1 medium lemon, zested and juiced
1 lime, zested and halved
1 teaspoon Dijon mustard
5 tablespoons olive oil, divided 3 tablespoons and 2 tablespoons
Kosher salt and black pepper
2 (15-ounce) cans chickpeas, drained and rinsed
½ small red onion, diced (about ¼ cup)
1 Fresono chile or jalapeño, cut into thin coins or seeded and diced
1 packed cup parsley leaves and tender stems, roughly chopped
2 large garlic cloves, grated or mined
½ teaspoon red-pepper flakes
 
  1. In a large serving bowl, combine the lemon zest and juice, lime zest and mustard. Whisk in 3 tablespoons olive oil until smooth; season with salt and pepper. Add the chickpeas, onion, chile and most of the parsley (reserving some for garnish), and toss to coat with the dressing. Season with salt and pepper; set aside.
  2. Heat the remaining 2 tablespoons olive oil in a 12-inch skillet over medium-high until shimmering. Add the garlic and red-pepper flakes, and cook, stirring constantly, until fragrant, about 30 seconds, pulling the pan from the heat briefly if it seems like the garlic is burning.

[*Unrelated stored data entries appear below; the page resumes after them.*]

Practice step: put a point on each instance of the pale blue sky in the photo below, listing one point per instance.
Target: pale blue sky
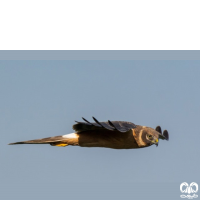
(41, 98)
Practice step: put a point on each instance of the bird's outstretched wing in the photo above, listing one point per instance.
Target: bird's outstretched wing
(120, 126)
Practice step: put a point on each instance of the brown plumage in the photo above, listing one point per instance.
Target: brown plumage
(111, 134)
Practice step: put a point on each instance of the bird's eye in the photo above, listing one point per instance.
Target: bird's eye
(150, 136)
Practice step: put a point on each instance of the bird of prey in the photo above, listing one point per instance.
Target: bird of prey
(111, 134)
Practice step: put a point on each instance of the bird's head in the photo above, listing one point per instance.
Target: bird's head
(150, 136)
(146, 136)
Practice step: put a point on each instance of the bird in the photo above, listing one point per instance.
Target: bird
(110, 134)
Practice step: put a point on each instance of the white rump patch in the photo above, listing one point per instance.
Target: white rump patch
(70, 135)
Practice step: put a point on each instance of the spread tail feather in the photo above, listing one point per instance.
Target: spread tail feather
(49, 140)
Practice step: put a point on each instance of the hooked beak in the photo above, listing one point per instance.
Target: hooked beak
(155, 142)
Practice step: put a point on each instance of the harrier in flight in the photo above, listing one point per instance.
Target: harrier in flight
(111, 134)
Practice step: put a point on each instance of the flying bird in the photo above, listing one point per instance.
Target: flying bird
(111, 134)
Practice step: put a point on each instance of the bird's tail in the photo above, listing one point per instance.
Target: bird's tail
(54, 141)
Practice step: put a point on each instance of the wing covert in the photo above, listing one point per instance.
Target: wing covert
(120, 126)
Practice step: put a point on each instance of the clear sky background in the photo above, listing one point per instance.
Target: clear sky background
(42, 98)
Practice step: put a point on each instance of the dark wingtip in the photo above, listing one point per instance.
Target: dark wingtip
(166, 134)
(158, 129)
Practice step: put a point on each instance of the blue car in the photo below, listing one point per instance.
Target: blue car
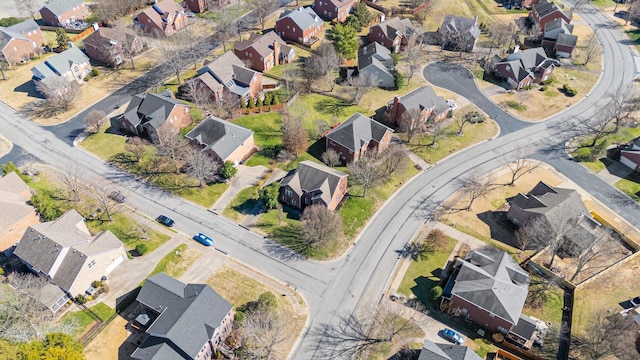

  3. Add the shrimp to the pan, season with salt and pepper, and stir to coat with garlic and oil. Cook until the shrimp are pink and flipping the shrimp halfway through, about 4 to 6 minutes total. Turn off the heat, then squeeze the lime juice over the shrimp in the pan, stirring to combine and scraping up anything on the bottom of the pan to coat the shrimp.
  4. Serve the shrimp on top of the salad. Garnish with the remaining parsley and serve.